Whenever the debate about contemporary banking – and what it allegedly ‘does’ – gets close to the truth, one can always rely on banker PR to pile in and muddy the waters with jargo-bollocks, fantasy statistics, and how much tax the UK banking sector pays to the Exchequer.
This mercifully brief post will therefore stick to the following irrefutable facts as a guide to long-suffering Slog readers. Here goes….
1. The cart and horse goes like this: banking is the horse that pulls the cart of entrepreneurial capitalism. It is not the other way round.
2. Having an all-up derivatives sector valued at ten times global GDP (and consisting entirely of notional, ‘virtual’ money) contributes nothing to real capitalist business, and is the single biggest instability factor in the global finance system.

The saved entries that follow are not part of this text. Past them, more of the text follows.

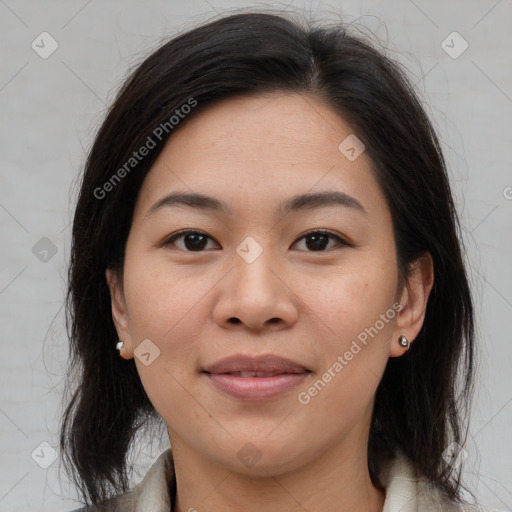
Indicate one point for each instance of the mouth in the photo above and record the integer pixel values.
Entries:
(254, 379)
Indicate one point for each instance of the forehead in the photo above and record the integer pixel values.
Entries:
(261, 149)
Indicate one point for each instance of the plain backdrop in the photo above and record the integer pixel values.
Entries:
(51, 108)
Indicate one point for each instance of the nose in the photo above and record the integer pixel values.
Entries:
(256, 296)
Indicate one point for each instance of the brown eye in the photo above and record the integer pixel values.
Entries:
(317, 241)
(193, 241)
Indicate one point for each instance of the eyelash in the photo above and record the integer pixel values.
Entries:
(170, 240)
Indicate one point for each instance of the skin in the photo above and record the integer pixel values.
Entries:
(254, 152)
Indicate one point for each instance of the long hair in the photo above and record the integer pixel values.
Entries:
(422, 396)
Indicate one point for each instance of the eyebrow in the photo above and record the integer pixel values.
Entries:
(296, 203)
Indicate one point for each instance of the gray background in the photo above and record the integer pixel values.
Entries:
(51, 108)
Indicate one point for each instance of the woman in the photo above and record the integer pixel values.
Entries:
(266, 233)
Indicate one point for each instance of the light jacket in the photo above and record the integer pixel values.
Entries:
(404, 492)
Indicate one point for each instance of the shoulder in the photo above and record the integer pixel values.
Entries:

3. From the mid 1990s onwards, the banking sector consistently lobbied to have regulation either watered down, or easy to avoid. In particular, the key factors of client credit worthiness, bank capital requirement, and separation of retail from merchant banking were all ignored in favour of profits for the banking sector – not the economy that requires finance from that banking sector’s access to funds and markets.
4. Since 2008, precisely the same lobbied opposition has been applied to all the SEC, EU and FSA ideas about how to make banking safer. Not a single major piece of globally applicable legislation has been passed.
Everyone – even bankers themselves – needs to wake up to a simple reality: bankers are children straight out of Lord of the Flies. No adults, no rules, no ethics, no socialisation. They ask for endless glasses of water rather than go to bed. Any application of discipline is ‘so unfair’. All rules are to be flouted – and laughed at behind hands. And given an island cut off from civilisation’s rules, they will run riot.